For IL-23 specifically, the very small number of detectable observations further limits statistical power and precludes reliable assessment of independent associations. Accordingly, IL-23 findings should be interpreted as descriptive and threshold-based within this cohort rather than as evidence of independent clinical or predictive utility.
Accordingly, the present findings should be interpreted as exploratory and hypothesis-generating, reflecting within-cohort patterns rather than established clinical biomarkers. Confirmation in larger independent cohorts will be required to determine the robustness and generalizability of these observations.
5. Conclusions
Circulating IL-10 and IL-23 exhibited distinct systemic associations with histologic mucosal status in inflammatory bowel disease. Reduced IL-10 detectability was associated with active microscopic inflammation, indicating a threshold-like separation between histologic states rather than a fully graded quantitative relationship within this cohort. In contrast, detectable IL-23 was observed only in a subset of patients with more advanced microscopic inflammation, consistent with a threshold pattern rather than a graded association and limited by the small number of detectable observations.

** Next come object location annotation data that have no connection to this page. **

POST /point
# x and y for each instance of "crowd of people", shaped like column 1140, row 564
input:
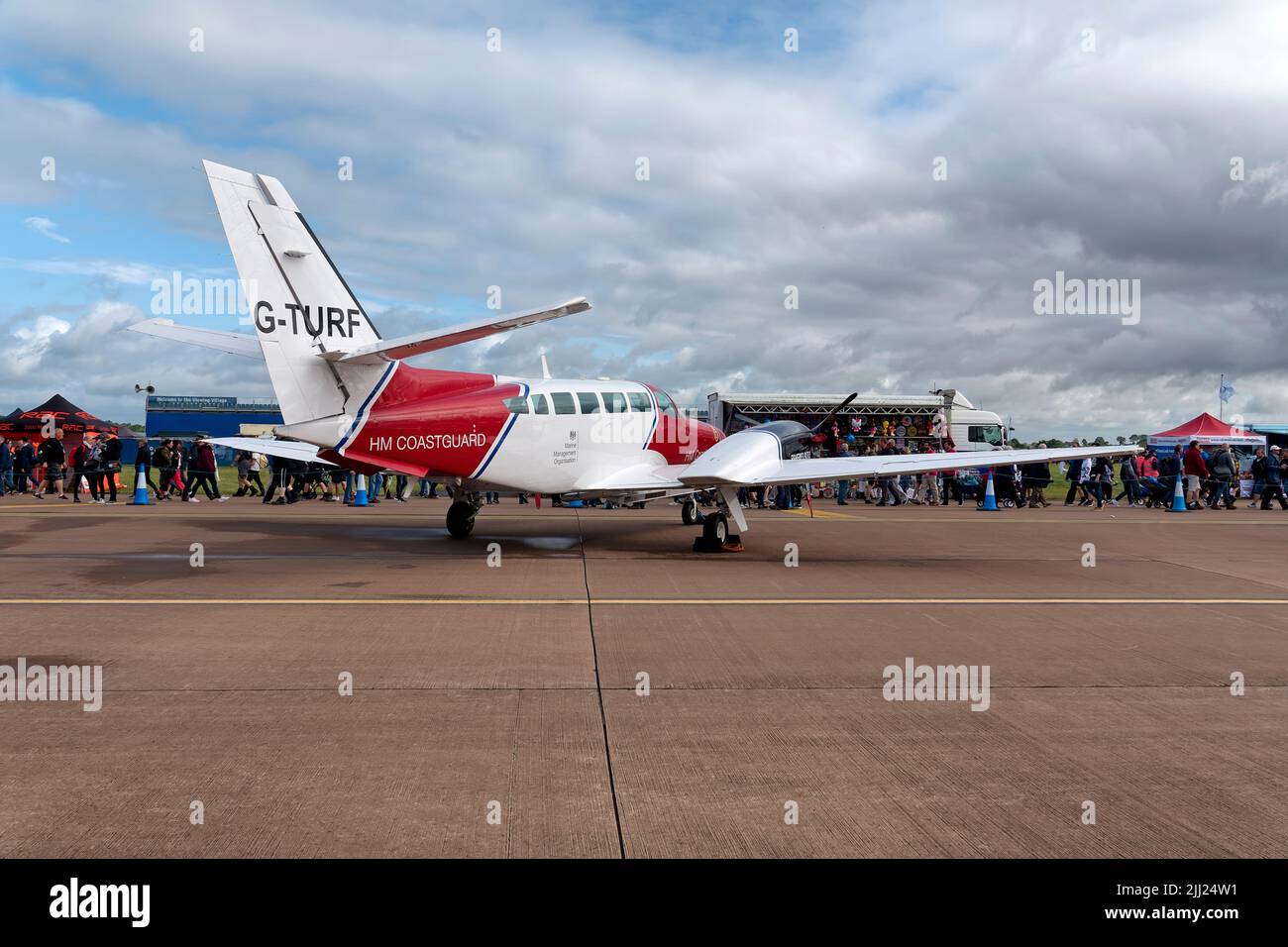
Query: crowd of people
column 1211, row 476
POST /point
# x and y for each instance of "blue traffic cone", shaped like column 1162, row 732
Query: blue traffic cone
column 990, row 496
column 141, row 489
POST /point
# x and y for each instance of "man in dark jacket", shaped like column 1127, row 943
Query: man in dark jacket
column 143, row 464
column 1274, row 480
column 24, row 463
column 1035, row 479
column 5, row 467
column 1128, row 475
column 53, row 455
column 201, row 472
column 1224, row 470
column 108, row 466
column 1196, row 472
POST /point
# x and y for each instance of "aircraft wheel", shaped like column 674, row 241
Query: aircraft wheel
column 460, row 519
column 690, row 513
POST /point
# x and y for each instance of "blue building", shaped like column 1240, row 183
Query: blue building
column 183, row 415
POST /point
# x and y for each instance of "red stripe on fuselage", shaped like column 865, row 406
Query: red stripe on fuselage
column 426, row 420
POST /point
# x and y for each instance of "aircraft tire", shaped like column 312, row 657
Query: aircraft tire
column 715, row 528
column 460, row 519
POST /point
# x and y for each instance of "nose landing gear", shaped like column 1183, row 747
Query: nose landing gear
column 715, row 528
column 460, row 518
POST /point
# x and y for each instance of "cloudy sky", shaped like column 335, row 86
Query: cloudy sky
column 913, row 169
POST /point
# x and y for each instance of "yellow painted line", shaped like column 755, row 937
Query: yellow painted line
column 644, row 602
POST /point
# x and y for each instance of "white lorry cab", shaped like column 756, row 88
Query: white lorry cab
column 910, row 420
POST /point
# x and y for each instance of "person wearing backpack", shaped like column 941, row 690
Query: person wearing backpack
column 1224, row 470
column 1258, row 475
column 1128, row 475
column 1274, row 480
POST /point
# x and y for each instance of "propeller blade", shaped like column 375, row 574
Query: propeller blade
column 835, row 411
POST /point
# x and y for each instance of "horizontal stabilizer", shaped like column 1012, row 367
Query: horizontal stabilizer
column 436, row 339
column 274, row 447
column 233, row 343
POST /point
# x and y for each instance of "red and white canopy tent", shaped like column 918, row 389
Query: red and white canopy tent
column 1207, row 431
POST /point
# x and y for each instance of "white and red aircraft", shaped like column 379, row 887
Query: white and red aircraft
column 348, row 398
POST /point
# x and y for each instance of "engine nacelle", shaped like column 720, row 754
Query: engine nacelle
column 748, row 454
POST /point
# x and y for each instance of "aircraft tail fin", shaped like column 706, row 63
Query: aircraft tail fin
column 300, row 305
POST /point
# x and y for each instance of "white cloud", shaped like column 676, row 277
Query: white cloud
column 768, row 169
column 46, row 228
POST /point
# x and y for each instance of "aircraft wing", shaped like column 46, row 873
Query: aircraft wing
column 436, row 339
column 640, row 476
column 233, row 343
column 754, row 468
column 291, row 450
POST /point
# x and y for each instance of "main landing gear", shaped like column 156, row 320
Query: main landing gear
column 715, row 526
column 460, row 518
column 690, row 512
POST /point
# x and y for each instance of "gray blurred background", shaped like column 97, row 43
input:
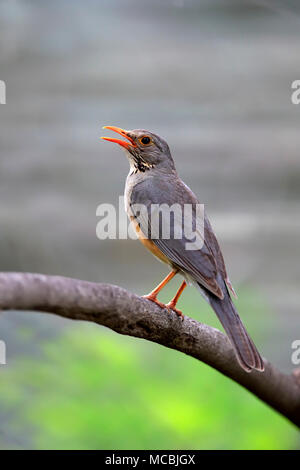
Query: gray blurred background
column 213, row 78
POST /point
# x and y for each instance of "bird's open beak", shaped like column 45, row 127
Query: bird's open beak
column 123, row 133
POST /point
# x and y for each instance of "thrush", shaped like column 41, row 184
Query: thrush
column 153, row 181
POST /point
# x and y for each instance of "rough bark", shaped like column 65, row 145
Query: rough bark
column 131, row 315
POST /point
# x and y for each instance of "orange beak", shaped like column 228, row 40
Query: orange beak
column 123, row 133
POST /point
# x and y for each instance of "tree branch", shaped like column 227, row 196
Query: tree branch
column 131, row 315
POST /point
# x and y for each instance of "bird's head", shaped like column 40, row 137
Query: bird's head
column 144, row 149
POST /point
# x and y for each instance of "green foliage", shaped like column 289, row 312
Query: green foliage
column 94, row 389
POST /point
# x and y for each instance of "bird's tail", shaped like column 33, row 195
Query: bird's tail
column 246, row 352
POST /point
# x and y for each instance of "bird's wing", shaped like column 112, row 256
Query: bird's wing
column 202, row 264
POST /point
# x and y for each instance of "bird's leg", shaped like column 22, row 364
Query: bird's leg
column 173, row 302
column 153, row 294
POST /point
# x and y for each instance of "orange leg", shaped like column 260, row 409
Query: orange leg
column 173, row 302
column 153, row 295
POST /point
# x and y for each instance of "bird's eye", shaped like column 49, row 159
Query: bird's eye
column 145, row 140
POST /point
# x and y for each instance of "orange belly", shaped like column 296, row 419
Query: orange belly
column 149, row 244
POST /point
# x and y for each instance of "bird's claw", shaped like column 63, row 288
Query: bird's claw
column 169, row 306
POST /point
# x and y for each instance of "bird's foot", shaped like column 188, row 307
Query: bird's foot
column 154, row 299
column 171, row 306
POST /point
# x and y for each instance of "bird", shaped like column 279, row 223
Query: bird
column 153, row 181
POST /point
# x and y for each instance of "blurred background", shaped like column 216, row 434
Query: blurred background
column 214, row 79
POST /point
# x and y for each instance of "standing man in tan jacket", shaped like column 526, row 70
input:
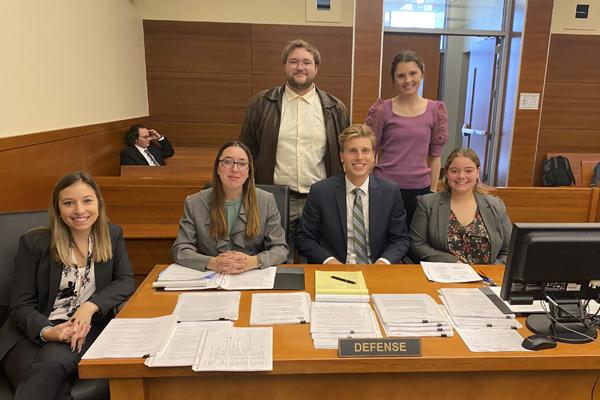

These findings provide exploratory evidence that circulating cytokine profiles may reflect complementary dimensions of microscopic disease activity, with IL-10 reflecting a detectability-based regulatory signal and IL-23 representing a severity-dependent inflammatory threshold rather than an independently validated biomarker within this dataset.
However, given the cross-sectional design, limited sample size, and the high proportion of values below the assay detection limit, these observations should be interpreted as hypothesis-generating. Further validation in larger independent cohorts and longitudinal studies will be required to determine the robustness, generalizability, and potential clinical relevance of these findings.
These observations may inform future biomarker development strategies by supporting the investigation of composite or multidimensional immune signatures that capture both regulatory and inflammatory axes of disease activity. In particular, approaches that integrate detectability-based and threshold-driven biomarker signals may provide improved characterization of heterogeneous inflammatory states.
These findings should be considered exploratory and cohort-specific, requiring validation in independent external populations before any clinical application and should not be interpreted as establishing independent clinical utility for IL-23 in its current form.